I am little confused with the caching mechanism of Spark.
Let's say I have a Spark application with only one action at the end of multiple transformations. In which suppose I have a dataframe A and I applied 2-3 transformation on it, creating multiple dataframes which eventually helps creating a last dataframe which is going to be saved to disk.
example :
val A=spark.read() // large size
val B=A.map()
val C=A.map()
.
.
.
val D=B.join(C)
D.save()
So do I need to cache dataframe A for performance enhancement?
Thanks in advance.
Yes, you are correct.
You should cache A as it used for B & C as input. The DAG visualization would show the extent of reuse or going back to source (in this case). If you have a noisy cluster, some spilling to disk could occur.
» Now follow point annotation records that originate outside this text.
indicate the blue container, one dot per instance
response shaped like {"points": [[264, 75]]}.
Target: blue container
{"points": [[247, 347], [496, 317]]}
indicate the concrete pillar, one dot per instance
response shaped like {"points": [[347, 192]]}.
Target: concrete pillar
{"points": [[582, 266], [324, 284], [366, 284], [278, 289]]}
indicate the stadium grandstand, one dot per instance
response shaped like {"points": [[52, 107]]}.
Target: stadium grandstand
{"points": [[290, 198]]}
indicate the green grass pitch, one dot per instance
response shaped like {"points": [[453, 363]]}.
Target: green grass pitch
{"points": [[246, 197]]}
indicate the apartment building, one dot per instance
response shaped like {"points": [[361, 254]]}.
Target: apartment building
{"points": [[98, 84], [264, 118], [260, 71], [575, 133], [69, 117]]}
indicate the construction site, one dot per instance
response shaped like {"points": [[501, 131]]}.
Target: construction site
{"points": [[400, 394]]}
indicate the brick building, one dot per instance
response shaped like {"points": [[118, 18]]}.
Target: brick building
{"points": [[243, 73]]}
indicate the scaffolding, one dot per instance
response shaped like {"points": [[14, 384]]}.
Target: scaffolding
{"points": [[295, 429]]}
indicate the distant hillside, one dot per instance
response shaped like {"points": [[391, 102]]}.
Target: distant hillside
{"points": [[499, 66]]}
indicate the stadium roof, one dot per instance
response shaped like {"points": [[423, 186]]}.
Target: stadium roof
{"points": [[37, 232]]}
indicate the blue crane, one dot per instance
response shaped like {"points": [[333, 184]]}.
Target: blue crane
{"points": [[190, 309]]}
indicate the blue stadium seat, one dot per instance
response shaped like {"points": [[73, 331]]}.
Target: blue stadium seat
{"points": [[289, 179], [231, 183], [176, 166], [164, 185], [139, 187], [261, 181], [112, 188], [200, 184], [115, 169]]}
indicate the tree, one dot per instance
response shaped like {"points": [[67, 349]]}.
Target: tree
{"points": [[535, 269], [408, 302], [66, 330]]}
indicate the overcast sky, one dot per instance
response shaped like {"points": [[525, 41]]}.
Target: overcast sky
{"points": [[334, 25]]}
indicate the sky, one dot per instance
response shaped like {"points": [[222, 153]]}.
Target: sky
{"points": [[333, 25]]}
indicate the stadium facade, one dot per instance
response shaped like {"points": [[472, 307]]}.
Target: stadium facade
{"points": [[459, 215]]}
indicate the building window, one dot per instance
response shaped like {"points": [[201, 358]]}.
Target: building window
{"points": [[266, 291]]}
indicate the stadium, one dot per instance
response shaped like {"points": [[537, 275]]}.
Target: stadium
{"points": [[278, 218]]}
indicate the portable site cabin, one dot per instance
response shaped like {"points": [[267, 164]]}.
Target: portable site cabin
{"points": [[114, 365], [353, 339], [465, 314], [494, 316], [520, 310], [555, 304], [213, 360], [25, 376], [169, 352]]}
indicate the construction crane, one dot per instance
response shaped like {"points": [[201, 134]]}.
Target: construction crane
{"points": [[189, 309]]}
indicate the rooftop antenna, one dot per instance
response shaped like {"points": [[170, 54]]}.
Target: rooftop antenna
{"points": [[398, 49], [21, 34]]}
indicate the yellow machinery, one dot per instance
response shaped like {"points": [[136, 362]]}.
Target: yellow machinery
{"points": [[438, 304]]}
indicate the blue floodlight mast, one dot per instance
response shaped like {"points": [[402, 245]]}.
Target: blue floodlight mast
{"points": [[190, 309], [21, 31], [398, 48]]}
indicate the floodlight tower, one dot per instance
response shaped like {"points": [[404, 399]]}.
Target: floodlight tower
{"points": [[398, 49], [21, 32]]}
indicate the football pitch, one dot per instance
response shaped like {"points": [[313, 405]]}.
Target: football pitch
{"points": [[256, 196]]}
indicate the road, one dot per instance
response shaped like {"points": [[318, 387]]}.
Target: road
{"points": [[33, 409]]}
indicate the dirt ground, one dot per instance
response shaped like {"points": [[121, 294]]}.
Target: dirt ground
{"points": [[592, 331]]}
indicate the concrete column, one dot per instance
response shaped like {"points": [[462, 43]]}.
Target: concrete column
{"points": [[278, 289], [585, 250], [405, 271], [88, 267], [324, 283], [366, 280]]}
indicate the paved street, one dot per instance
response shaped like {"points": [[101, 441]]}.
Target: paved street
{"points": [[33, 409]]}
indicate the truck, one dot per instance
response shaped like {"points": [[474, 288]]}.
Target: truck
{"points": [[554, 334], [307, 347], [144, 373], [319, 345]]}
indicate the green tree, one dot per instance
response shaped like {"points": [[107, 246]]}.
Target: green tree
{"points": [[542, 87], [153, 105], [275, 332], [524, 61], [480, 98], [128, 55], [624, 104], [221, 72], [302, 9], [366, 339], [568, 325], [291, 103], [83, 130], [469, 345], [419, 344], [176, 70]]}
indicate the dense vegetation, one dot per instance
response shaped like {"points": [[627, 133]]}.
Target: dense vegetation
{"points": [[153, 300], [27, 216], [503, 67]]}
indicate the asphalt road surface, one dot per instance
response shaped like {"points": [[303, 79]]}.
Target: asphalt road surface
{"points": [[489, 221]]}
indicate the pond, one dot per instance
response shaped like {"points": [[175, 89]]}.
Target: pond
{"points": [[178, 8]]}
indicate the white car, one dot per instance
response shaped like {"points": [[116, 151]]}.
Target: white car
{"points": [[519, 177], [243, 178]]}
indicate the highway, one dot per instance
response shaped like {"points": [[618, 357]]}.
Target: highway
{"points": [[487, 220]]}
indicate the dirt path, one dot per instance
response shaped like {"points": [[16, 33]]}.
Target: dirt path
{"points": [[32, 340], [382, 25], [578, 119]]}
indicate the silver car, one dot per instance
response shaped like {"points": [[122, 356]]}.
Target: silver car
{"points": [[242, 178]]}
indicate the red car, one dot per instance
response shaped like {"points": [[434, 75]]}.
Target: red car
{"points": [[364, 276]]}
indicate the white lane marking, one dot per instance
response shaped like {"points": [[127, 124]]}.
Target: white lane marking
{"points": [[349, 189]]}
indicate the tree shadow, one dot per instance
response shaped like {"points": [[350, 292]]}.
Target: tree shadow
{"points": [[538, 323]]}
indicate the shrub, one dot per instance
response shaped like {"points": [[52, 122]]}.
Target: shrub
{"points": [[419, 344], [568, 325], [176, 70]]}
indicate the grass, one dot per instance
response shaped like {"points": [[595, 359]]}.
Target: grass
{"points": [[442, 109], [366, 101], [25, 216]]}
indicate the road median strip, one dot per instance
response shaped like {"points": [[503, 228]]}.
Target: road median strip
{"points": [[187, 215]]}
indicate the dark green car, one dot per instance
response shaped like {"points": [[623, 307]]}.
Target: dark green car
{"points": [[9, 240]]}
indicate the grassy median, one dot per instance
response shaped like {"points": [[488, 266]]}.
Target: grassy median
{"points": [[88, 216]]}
See also top answer here (Why) do we need to call cache or persist on a RDD
However, I was looking for skipped stages, silly me. But something else shows as per below.
The following code akin to your own code:
val aa = spark.sparkContext.textFile("/FileStore/tables/filter_words.txt")//.cache
val a = aa.flatMap(x => x.split(" ")).map(_.trim)
val b=a.map(x => (x,1))
val c=a.map(x => (x,2))
val d=b.join(c)
d.count
Looking at UI with .cache
and without .cache
QED: SO, .cache has benefit. It would not make sense otherwise. Also, 2 reads could lead to different results in some cases.